Afinal, faltando oito meses para a eleição, a centro-direita não conseguiu vitaminar com índices de preferência de mais de um dígito nenhum de seus possíveis candidatos, como Alckmin, Meirelles ou Rodrigo Maia. A invenção do “novo” também fracassou, com Luciano Huck jogando a toalha depois de mais uma pajelança de Fernando Henrique para fazer do apresentador insosso e oco um candidato crível. A Presidência, com tudo que ela representa em matéria de máquina e instrumentos para fazer votos, não é um recurso que a direita iria se dar ao luxo de desprezar. Poderia fazer uso dela, a favor de um candidato seu, se Temer tivesse caído com uma das denúncias. Rodrigo Maia o sucederia e poderia ser este candidato, disputando a reeleição no cargo. Mas Temer não brincou em serviço, jogou pesado para ganhar e Maia amarelou. Agora o tempo ficou curto demais para a invenção ou turbinação de um candidato de continuidade. Não tem tu, vai Temer mesmo.

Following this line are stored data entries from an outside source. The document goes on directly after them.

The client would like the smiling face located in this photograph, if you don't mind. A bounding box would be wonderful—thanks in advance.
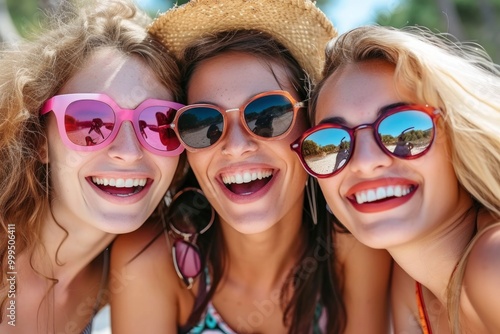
[314,59,470,249]
[185,52,309,234]
[45,48,180,234]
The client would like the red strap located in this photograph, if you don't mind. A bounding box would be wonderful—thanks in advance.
[416,282,433,334]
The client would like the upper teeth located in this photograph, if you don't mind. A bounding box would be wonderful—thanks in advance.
[222,170,272,185]
[354,185,412,204]
[92,177,147,188]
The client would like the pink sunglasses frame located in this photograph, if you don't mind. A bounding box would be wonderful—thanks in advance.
[40,93,185,156]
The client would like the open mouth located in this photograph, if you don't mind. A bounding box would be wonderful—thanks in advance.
[91,177,147,197]
[221,169,273,195]
[350,184,416,204]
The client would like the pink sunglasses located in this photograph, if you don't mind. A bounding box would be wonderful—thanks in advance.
[40,93,185,156]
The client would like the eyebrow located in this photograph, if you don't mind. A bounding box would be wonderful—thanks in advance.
[318,102,408,126]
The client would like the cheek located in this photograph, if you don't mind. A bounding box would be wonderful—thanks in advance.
[317,178,341,207]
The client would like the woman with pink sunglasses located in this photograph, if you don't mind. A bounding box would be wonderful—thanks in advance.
[110,1,392,333]
[0,0,184,332]
[292,26,500,333]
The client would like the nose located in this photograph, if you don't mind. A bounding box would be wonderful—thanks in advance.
[347,128,392,174]
[219,112,258,157]
[107,121,144,162]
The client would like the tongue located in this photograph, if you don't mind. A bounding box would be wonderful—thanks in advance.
[98,185,141,196]
[226,178,270,195]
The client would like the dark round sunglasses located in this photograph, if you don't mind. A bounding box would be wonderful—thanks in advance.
[291,104,440,178]
[172,90,306,151]
[167,188,215,289]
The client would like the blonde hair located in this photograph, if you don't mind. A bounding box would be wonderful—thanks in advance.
[311,25,500,333]
[0,0,181,316]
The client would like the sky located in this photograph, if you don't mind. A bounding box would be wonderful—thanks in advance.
[135,0,403,34]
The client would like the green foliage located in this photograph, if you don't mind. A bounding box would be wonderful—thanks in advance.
[6,0,40,37]
[376,0,500,62]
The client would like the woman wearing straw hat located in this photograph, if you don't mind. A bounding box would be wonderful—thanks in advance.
[110,1,392,333]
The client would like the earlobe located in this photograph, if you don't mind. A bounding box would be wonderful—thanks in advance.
[38,139,49,164]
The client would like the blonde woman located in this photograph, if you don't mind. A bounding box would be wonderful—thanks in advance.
[0,0,184,332]
[292,25,500,333]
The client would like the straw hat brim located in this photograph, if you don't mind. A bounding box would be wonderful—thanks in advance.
[149,0,337,83]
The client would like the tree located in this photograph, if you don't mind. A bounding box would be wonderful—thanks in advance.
[376,0,500,62]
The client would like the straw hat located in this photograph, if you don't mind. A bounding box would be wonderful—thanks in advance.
[149,0,337,83]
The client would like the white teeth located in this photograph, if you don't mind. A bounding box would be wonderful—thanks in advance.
[222,170,273,185]
[354,185,413,204]
[91,177,147,188]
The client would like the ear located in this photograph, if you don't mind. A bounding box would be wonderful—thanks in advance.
[38,138,49,164]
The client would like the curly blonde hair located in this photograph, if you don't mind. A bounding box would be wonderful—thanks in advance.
[0,0,181,316]
[310,25,500,333]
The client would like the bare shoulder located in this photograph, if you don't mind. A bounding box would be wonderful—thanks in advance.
[463,222,500,331]
[334,230,391,268]
[111,220,170,267]
[334,231,393,334]
[109,220,185,333]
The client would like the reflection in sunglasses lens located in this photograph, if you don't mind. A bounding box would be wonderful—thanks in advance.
[378,110,434,158]
[301,129,351,176]
[174,239,201,278]
[65,100,115,146]
[244,94,294,138]
[138,106,180,151]
[178,107,223,149]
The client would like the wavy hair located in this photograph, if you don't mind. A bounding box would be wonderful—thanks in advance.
[0,0,182,319]
[310,25,500,333]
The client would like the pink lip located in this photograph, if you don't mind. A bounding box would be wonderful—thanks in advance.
[86,177,153,205]
[346,178,418,214]
[217,165,278,204]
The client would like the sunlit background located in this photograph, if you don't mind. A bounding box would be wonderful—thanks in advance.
[1,0,499,61]
[0,0,497,333]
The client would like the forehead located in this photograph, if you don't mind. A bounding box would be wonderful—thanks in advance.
[59,48,173,108]
[187,52,296,106]
[315,60,413,124]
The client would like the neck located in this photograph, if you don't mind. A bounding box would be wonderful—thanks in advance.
[389,204,477,303]
[35,211,114,287]
[220,207,305,288]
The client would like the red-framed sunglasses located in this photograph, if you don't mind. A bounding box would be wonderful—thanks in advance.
[291,104,440,178]
[40,93,185,156]
[172,90,306,151]
[167,187,215,289]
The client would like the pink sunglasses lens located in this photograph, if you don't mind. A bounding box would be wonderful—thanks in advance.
[64,100,115,147]
[138,106,181,151]
[174,239,201,278]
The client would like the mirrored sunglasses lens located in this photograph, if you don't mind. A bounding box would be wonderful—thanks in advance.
[168,190,213,234]
[174,240,201,278]
[177,107,223,149]
[244,94,294,138]
[64,100,115,147]
[378,110,434,158]
[139,106,180,151]
[301,128,351,176]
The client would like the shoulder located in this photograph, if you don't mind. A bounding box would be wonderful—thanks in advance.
[465,221,500,285]
[463,222,500,330]
[334,231,391,269]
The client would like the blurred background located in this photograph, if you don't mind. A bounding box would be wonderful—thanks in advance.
[0,0,499,61]
[0,0,497,333]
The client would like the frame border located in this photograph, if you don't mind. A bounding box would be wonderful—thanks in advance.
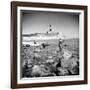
[11,1,88,89]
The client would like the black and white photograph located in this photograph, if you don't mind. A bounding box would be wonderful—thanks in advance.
[21,10,80,78]
[11,1,88,88]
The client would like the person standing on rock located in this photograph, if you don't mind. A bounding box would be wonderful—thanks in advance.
[58,38,63,52]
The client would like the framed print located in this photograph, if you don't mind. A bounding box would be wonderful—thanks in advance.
[11,1,88,89]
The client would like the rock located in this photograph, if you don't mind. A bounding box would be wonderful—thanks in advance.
[63,49,72,60]
[31,65,42,77]
[56,67,69,76]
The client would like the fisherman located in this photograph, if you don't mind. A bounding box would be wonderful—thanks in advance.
[58,38,63,51]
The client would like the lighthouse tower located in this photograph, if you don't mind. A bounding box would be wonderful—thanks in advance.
[49,24,52,32]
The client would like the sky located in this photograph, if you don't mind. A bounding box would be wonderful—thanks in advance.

E mais uma vez, ele não medirá consequências na defesa de seus interesses, que incluem permanecer no cargo para não ser alcançado pela Justiça, após tantos crimes revelados. Vai cometer as pedaladas constitucionais que forem necessárias, e a mais importante já foi cometida. No decreto da intervenção, ele inovou sobre a Constituição, como denuncia o jurista Dalmo Dallari, ao impor que o cargo de interventor deve ser ocupado por um militar. À luz da Carta, poderia ser um civil mas aí não teríamos a intervenção militar que, na prática, será feita no Rio e poderá ser aplicada a outros estados. Pois agora, Temer está inventando a sua “agenda positiva”. Vai se livrar da antipática reforma previdenciária com uma boa desculpa e se apossar de uma parte do discurso de Bolsonaro. Está ditando a agenda da campanha. Nada de discutir a recessão ou a corrupção. O negócio será debater a segurança. E se tiver o mínimo êxito, o Temer candidato dirá que precisa continuar para concluir seu Plano Real da segurança, como fez FH em 1998.
Muito se disse hoje que a jogada é de alto risco para o governo, para Temer e companhia. E é mesmo, porque as chances de fracasso no Rio são grandes e a exposição das Forças Armadas é perigosíssima. É por demais conhecida a resistência dos militares ao emprego das tropas como polícia. Mas risco maior corre o país e sua frágil democracia, diante do avanço do autoritarismo e das pedaladas constitucionais para atender ao projeto da candidatura Temer, que pegou embalo nos últimos dias. No meio político sempre se disse que um governo precisa ser muito ruim, mas muito ruim mesmo para que o presidente não consega 20% dos votos numa disputa. É nisso que apostam os palacianos que convenceram Temer de que pode ser ele mesmo o candidato do sistema do golpe. Com a intervenção no Rio o crime se inibirá, pelo menos no primeiro momento, e ele conquistará alguns pontos de aprovação. No Rio, segundo pesquisa do Idea Big Data, divulgada por O Globo, 75% acham que a violência deve ceder com a intervenção mas 81% acham que ela não resolverá o problema. Mas até à eleição, prevalecerá a percepção otimista. Com Lula impedido, e Bolsonaro beliscado, o caminho iria se abrindo para Temer daqui para agosto, quando serão registradas as candidaturas. Estes são os cálculos.
Mas por conta deles, agora estamos todos num piquenique à beira do abismo. Estas jogadas arriscadas e perigosas, com o objetivo de preservar o golpe no poder, podem cumprir seu objetivo eleitoral, que o Brasil não merece, mas podem levar também aos dias piores, que costumo aqui prever que virão, e estão sempre vindo. Podem levar à completa transfiguração do regime originário do impeachment numa ditadura também reconfigurada, em que o presidente é civil mas os militares mandam e o mercado dá as cartas. Afinal, com quebras do Estado de Direito, censuras esporádicas e repressão intermitente estamos nos acostumando.
*Tereza Cruvinel é jornalista e colunista do Brasil247.